My friends and I are taking part in a rally that takes us from London to Mongolia and back. While Mongolia is the final destination, getting to Mongolia is not the purpose of the trip. In fact, Mongolia itself is rather besides the point. We are all seeking something on this trip; be it travel, desire for challenge, or hope of freedom.
As I’m writing this, countries pass by the window with the frequency of a roadside McDonald's. The day began in Czech Republic, all of 2 hours were spent in Slovakia, and Hungary’s capital, Budapest, is 80 miles up the road.

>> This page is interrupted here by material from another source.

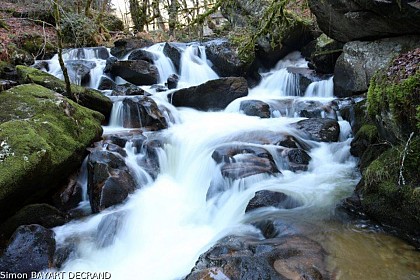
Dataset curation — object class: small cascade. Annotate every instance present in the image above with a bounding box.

Back home, when I need some space to think I take a train to Brighton. Two hours staring out of the train window and two hours on the beach is about all the time I need to reflect. Road to Mongolia offers quite a lot of window time and speeding through the forest, the only thing I can really make out is the light among the branches.
There is a dictum in western culture that instructs one to follow the light. Follow the light it says, the light at the end of the tunnel. For it is the clearing above the tree branches. The path to light is the path of pain and struggle. Newborns know as much and cry at the first sight of light. Unlike light, darkness does not hurt but we shun it for it’s tempting comforts.
It’s a noble pursuit, but what I think is missing from the light dictum is the acknowledgement that there is a multitude of lights. Choosing between them is not at all trivial. Follow the wrong one for too long and it will blind you. Follow it for wrong reasons and you won’t find your way through the branches. Tangled and blinded, you will return to darkness. It is what Edna St. Vincent Millay referred to as ‘eye’s bright trouble’.
At any one time, I remember precisely two jokes. The second is about a moth who walks into a podiatrist’s office. You’ve heard it told before by better people so I shan’t retell it here. The butt of the joke is that moth’s are stupid. The other butt of the joke is that sometimes there isn’t any reason why moths do things; sometimes moths just follow the light.
It is true to say that the last 2 years were kind, and exposed me to opportunities I could not dream of. It is also true to say that the reason I could not imagine them is because nothing that happened in the last 2 years was part of the de facto 5-year plan.
Did the light take me where I wanted to go? Absolutely not.
Did the light take me where I needed to go? Also debatable.
I’m here to put some distance between self and what became of it. To find a new light, and, perhaps, even the reason to follow it. For we are here as on a darkling plain, swept with confused alarms of struggle and flight, where ignorant armies clash by night...and all that.